Он выключил телевизор, опустил бархатную занавеску над самоуверенно выпуклым оком экрана. Надвинул кепку, поднял воротник пальто, постоял минуту перед зеркалом, радуясь тому, что еще крепкий, с белыми зубами, круто посаженная голова лишь чуть поседела. Вполне может выйти из самолета в международном порту, сдержанно помахивая рукой на уровне левого уха, — представитель любого ведомства или министерства.
Ломая крутым плечом ветер с дождем, прошел к недостроенному клубу. Гудело в проемах незастекленных окон. На первом этаже угловой комнаты из полуоткрытых дверей лилось дрожащее зарево топившейся железной печки.
Мефодий потоптался в коридоре, глядя на свои багровые от печного зарева сапоги, все еще не решаясь заглянуть в комнату.
«Зачем я пришел? Ну, ну, меня все должно интересовать… как отделка идет… моральное состояние… Да что я обманываю себя? Откуда она вывернулась, эта Олька? Не черт ли подкинул?»
— Заходите! — позвал голос Ольги. Сидела на чурбаке перед печью, распахнув плащ, вся от лица до ног в горячем зареве. В углу стоял Иван, исповедальные глаза тужили на широком мягком лице. — Я сразу узнала: вы идете — жалобно скрипели доски под вашими ногами… А вот Ванечка подошел тихо, гляжу, он уже в комнате, улыбается. И молчит.
Иван откупорил бутылку, протянул Ольге, взглянув на Мефодия.
Ольга отхлебнула из горлышка, подала бутылку Мефодию. Тот, поколебавшись, Отпил глоток, вернул Ивану.
— Я как раз рассказывала кое-что Ванюшке, потому что он хочет жениться на мне. Правда, он уговаривал меня спать с ним, стихами уговаривал, но я поняла — жениться, — она сказала это совсем с наивной несмышленостью. — И знаете, какую-то вину хочет искупить.

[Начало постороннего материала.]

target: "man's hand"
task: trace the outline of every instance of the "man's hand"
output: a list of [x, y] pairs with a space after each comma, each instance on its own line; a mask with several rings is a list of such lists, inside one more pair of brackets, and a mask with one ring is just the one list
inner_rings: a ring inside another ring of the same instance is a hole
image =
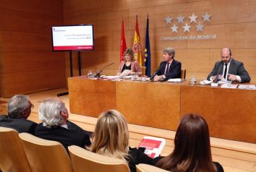
[[[213, 81], [214, 81], [216, 78], [216, 76], [213, 76]], [[222, 75], [221, 75], [221, 74], [219, 74], [218, 76], [218, 79], [221, 79], [221, 80], [224, 80], [225, 79], [224, 77]]]
[[236, 76], [229, 74], [229, 79], [231, 81], [235, 81], [235, 80], [236, 80]]
[[154, 81], [158, 81], [159, 79], [163, 78], [163, 75], [157, 76], [155, 75], [154, 77]]

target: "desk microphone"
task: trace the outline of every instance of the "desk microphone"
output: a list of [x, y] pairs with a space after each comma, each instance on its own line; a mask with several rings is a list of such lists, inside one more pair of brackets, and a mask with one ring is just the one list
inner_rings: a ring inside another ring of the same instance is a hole
[[160, 65], [160, 66], [158, 67], [158, 69], [155, 72], [155, 73], [151, 76], [151, 77], [150, 77], [150, 81], [153, 81], [154, 77], [155, 77], [156, 73], [159, 71], [159, 69], [163, 66], [163, 64], [167, 64], [166, 61], [163, 61], [163, 62], [162, 63], [162, 64]]
[[101, 72], [103, 71], [103, 69], [107, 67], [107, 66], [111, 66], [112, 64], [115, 64], [114, 62], [111, 63], [111, 64], [109, 64], [106, 66], [105, 66], [103, 68], [102, 68], [102, 69], [101, 69], [95, 75], [95, 77], [100, 77], [100, 74], [101, 74]]
[[214, 82], [213, 82], [214, 83], [217, 83], [217, 82], [218, 82], [218, 73], [220, 72], [220, 70], [221, 70], [221, 68], [222, 66], [223, 66], [223, 63], [221, 64], [221, 66], [218, 68], [218, 73], [217, 73], [216, 77], [215, 77], [215, 79], [214, 79]]

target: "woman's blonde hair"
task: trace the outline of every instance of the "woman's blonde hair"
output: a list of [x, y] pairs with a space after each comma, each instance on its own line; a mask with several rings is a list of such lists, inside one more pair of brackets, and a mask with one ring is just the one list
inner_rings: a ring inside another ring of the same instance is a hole
[[129, 132], [124, 117], [116, 110], [102, 113], [93, 136], [91, 151], [127, 160], [128, 148]]
[[124, 52], [123, 53], [123, 60], [124, 61], [124, 62], [127, 61], [127, 60], [125, 59], [125, 56], [127, 54], [132, 56], [132, 58], [131, 58], [132, 61], [134, 61], [136, 60], [133, 50], [131, 48], [128, 48], [124, 51]]

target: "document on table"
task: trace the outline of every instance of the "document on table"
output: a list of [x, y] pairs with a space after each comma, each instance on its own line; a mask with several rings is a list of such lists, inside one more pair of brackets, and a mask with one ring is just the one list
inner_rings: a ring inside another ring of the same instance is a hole
[[237, 86], [238, 86], [238, 85], [223, 84], [221, 85], [221, 87], [236, 89]]
[[242, 90], [256, 90], [256, 86], [255, 85], [239, 85], [238, 88]]

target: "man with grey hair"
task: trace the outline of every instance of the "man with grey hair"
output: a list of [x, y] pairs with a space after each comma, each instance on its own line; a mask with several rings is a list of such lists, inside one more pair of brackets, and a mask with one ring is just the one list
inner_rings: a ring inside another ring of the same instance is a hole
[[90, 145], [88, 134], [68, 129], [69, 113], [61, 100], [50, 98], [43, 100], [40, 104], [38, 113], [42, 123], [35, 127], [35, 136], [59, 142], [67, 150], [70, 145], [81, 147]]
[[171, 78], [181, 78], [182, 64], [174, 60], [175, 51], [172, 48], [163, 49], [163, 61], [160, 64], [155, 75], [152, 76], [154, 81], [166, 81]]
[[213, 71], [208, 77], [208, 80], [250, 82], [251, 78], [245, 70], [244, 64], [232, 58], [231, 50], [229, 48], [223, 48], [221, 51], [221, 61], [215, 64]]
[[18, 132], [34, 134], [37, 124], [27, 120], [34, 106], [25, 95], [16, 95], [8, 102], [8, 116], [0, 116], [0, 126], [12, 128]]

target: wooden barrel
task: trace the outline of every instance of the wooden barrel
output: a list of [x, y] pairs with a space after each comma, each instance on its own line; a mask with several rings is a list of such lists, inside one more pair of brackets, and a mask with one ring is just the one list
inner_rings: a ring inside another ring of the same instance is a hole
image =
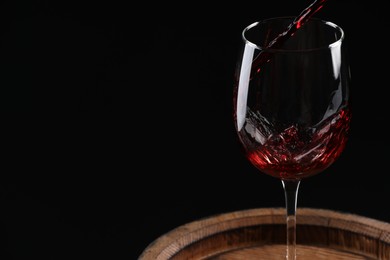
[[[138, 260], [285, 259], [283, 208], [200, 219], [162, 235]], [[326, 209], [298, 208], [297, 259], [390, 259], [390, 223]]]

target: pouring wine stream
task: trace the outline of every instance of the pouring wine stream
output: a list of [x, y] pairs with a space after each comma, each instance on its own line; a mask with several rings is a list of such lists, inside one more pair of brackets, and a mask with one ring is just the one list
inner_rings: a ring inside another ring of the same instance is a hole
[[[328, 0], [315, 0], [307, 8], [305, 8], [287, 27], [287, 29], [273, 39], [266, 48], [277, 49], [280, 48], [285, 41], [294, 35], [294, 33], [301, 28], [306, 21], [310, 19], [316, 12], [322, 9], [325, 2]], [[250, 72], [250, 79], [252, 80], [261, 70], [263, 63], [266, 63], [271, 58], [271, 52], [260, 52], [253, 60]], [[296, 209], [297, 196], [300, 180], [282, 180], [283, 189], [286, 200], [286, 215], [287, 215], [287, 260], [296, 259]]]

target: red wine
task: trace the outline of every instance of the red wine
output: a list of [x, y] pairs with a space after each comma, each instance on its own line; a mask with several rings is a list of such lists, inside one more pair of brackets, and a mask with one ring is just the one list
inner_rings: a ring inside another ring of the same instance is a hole
[[[291, 125], [270, 133], [267, 123], [252, 114], [239, 136], [249, 161], [258, 169], [279, 179], [302, 179], [323, 171], [340, 156], [350, 120], [350, 110], [344, 109], [314, 127]], [[257, 129], [257, 140], [250, 129]], [[259, 140], [262, 133], [269, 136]]]
[[[287, 29], [280, 33], [275, 39], [273, 39], [267, 48], [279, 48], [283, 43], [294, 35], [294, 33], [301, 28], [310, 17], [318, 12], [327, 0], [315, 0], [311, 5], [306, 7], [287, 27]], [[260, 54], [253, 60], [251, 78], [253, 78], [261, 68], [261, 64], [267, 62], [270, 59], [269, 52], [260, 52]]]

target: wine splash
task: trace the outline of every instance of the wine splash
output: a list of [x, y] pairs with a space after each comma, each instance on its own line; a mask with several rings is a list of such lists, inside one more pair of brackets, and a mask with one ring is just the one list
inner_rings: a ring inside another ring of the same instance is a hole
[[[287, 27], [287, 29], [280, 33], [275, 39], [273, 39], [266, 47], [266, 49], [277, 49], [283, 45], [294, 33], [301, 28], [306, 21], [310, 19], [315, 13], [317, 13], [324, 6], [328, 0], [315, 0], [311, 5], [306, 7]], [[270, 59], [270, 53], [260, 52], [260, 54], [253, 60], [251, 79], [260, 72], [261, 64], [267, 62]]]

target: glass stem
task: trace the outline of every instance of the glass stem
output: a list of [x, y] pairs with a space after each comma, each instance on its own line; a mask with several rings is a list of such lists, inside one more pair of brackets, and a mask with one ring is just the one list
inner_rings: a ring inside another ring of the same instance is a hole
[[282, 180], [287, 216], [287, 260], [296, 259], [296, 210], [300, 180]]

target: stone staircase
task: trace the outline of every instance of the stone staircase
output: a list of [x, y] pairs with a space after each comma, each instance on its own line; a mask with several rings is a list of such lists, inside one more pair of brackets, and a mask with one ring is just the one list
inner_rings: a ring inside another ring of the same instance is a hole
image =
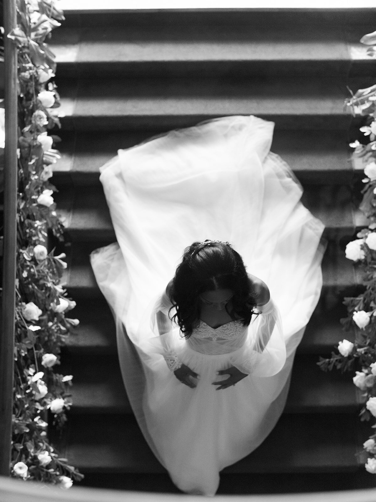
[[[321, 298], [294, 363], [286, 410], [251, 455], [226, 468], [219, 493], [289, 492], [375, 485], [355, 456], [368, 437], [350, 375], [316, 362], [344, 337], [341, 301], [359, 287], [344, 258], [364, 223], [352, 204], [347, 146], [353, 90], [374, 83], [358, 42], [373, 10], [270, 9], [66, 12], [51, 42], [62, 98], [63, 155], [53, 181], [65, 218], [65, 280], [80, 320], [62, 356], [74, 375], [73, 406], [59, 438], [82, 484], [178, 492], [133, 416], [117, 360], [114, 324], [89, 264], [115, 240], [99, 167], [159, 134], [224, 115], [276, 123], [272, 151], [304, 186], [304, 202], [326, 226]], [[373, 19], [372, 19], [373, 17]], [[352, 123], [354, 123], [353, 120]], [[356, 125], [356, 122], [355, 122]], [[58, 147], [60, 145], [58, 145]]]

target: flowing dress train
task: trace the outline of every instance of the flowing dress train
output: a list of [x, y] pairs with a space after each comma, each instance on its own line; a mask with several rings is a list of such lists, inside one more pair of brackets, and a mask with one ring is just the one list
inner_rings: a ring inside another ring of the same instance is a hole
[[[92, 266], [115, 320], [140, 427], [188, 493], [214, 494], [219, 471], [275, 426], [320, 294], [323, 225], [300, 202], [302, 188], [288, 166], [270, 152], [273, 127], [253, 116], [215, 119], [119, 150], [101, 170], [117, 242], [94, 252]], [[231, 242], [273, 302], [245, 328], [201, 322], [186, 340], [171, 324], [159, 336], [153, 321], [169, 306], [166, 286], [184, 248], [205, 239]], [[258, 352], [255, 340], [270, 318], [275, 327]], [[164, 355], [171, 350], [199, 374], [195, 389], [169, 370]], [[217, 391], [216, 372], [232, 364], [248, 376]]]

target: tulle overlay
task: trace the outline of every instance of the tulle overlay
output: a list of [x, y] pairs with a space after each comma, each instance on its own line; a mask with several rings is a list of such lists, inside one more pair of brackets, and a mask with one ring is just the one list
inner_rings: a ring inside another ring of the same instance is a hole
[[[299, 202], [288, 166], [270, 152], [273, 126], [253, 116], [210, 120], [119, 150], [101, 170], [118, 243], [92, 253], [92, 266], [115, 319], [140, 427], [189, 493], [213, 494], [219, 471], [275, 425], [321, 289], [323, 226]], [[166, 286], [184, 248], [205, 239], [231, 242], [273, 300], [249, 327], [235, 321], [217, 331], [201, 322], [185, 340], [170, 324], [159, 336]], [[170, 371], [166, 351], [199, 374], [195, 389]], [[216, 372], [231, 365], [249, 374], [217, 390]]]

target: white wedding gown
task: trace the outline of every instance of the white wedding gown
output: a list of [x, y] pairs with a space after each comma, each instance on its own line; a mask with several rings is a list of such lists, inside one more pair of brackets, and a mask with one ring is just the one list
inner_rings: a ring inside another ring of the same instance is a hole
[[[323, 225], [299, 202], [302, 188], [289, 167], [270, 152], [273, 127], [253, 116], [210, 120], [119, 150], [101, 170], [117, 243], [94, 252], [92, 266], [115, 319], [140, 428], [188, 493], [214, 494], [219, 472], [275, 425], [320, 293]], [[188, 340], [176, 327], [161, 336], [153, 328], [156, 311], [168, 308], [161, 295], [184, 248], [205, 239], [229, 241], [269, 288], [283, 334], [277, 322], [261, 353], [253, 344], [267, 312], [245, 329], [236, 321], [217, 330], [201, 322]], [[172, 349], [200, 375], [195, 389], [168, 369], [164, 351]], [[217, 390], [216, 372], [236, 361], [248, 364], [248, 376]]]

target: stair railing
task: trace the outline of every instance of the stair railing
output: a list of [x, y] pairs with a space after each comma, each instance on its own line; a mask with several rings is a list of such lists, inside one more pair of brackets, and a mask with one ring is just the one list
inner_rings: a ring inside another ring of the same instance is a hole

— Ну что ж, я затем и пришел, чтобы помочь вам играть в одну дуду, — сказал Мефодий.
— Вы не очень-то верьте Ивану. Да и как я могу поверить? Носит его туда-сюда. Обманывает государство: учился на механика, а пролез в пастухи, — усмешливо-мстительно сказала Ольга.
Иван зажмурился…
Прошлой весною Иван на тяжелом тракторе многокорпусным плугом распахивал всхолмленную негодную целину, от века заселенную сурками. Глянул вперед, а трактор ломит прямо на сурчиху у норы — от пуза ее расползаются сурчата. Сурчиха передними лапами закрыла глаза, кричала, как ребенок…
Поначалу Иван думал, что жалость к порушенным сурчиным норам, запаханным гнездовьям птиц увела его с трактора в пастухи — пусть другие добивают.
«Поближе к деду и бабке… отец мой тоже ведь был пастух», — думал он. Отца, Василия, не помнил, но тяжко тосковал по нем. Даже родную мать, Агнию, не расспрашивал об отце из застенчивости или из-за опасения заплутаться в своих чувствах к ней.
С грустной тревогой присматривался к ее жизни с отчимом. Однажды он видел вымытый половодьем сильный молодой вяз, уже зазеленевший, и удивился, тому чуду, что корни как бы в точности повторяют крону. И с тех детских лет не мог избавиться от представления о корнях, глядя на дерево. В жизни матери было что-то от суродованной грозой осинки. И сознавать ему это было обидно и горько. И все это: жалость к погибающим птицам и зверям, готовность повторить судьбу отца, сладкая покорность влечению к девке — переплавилось, переплелось с верою начать новую жизнь.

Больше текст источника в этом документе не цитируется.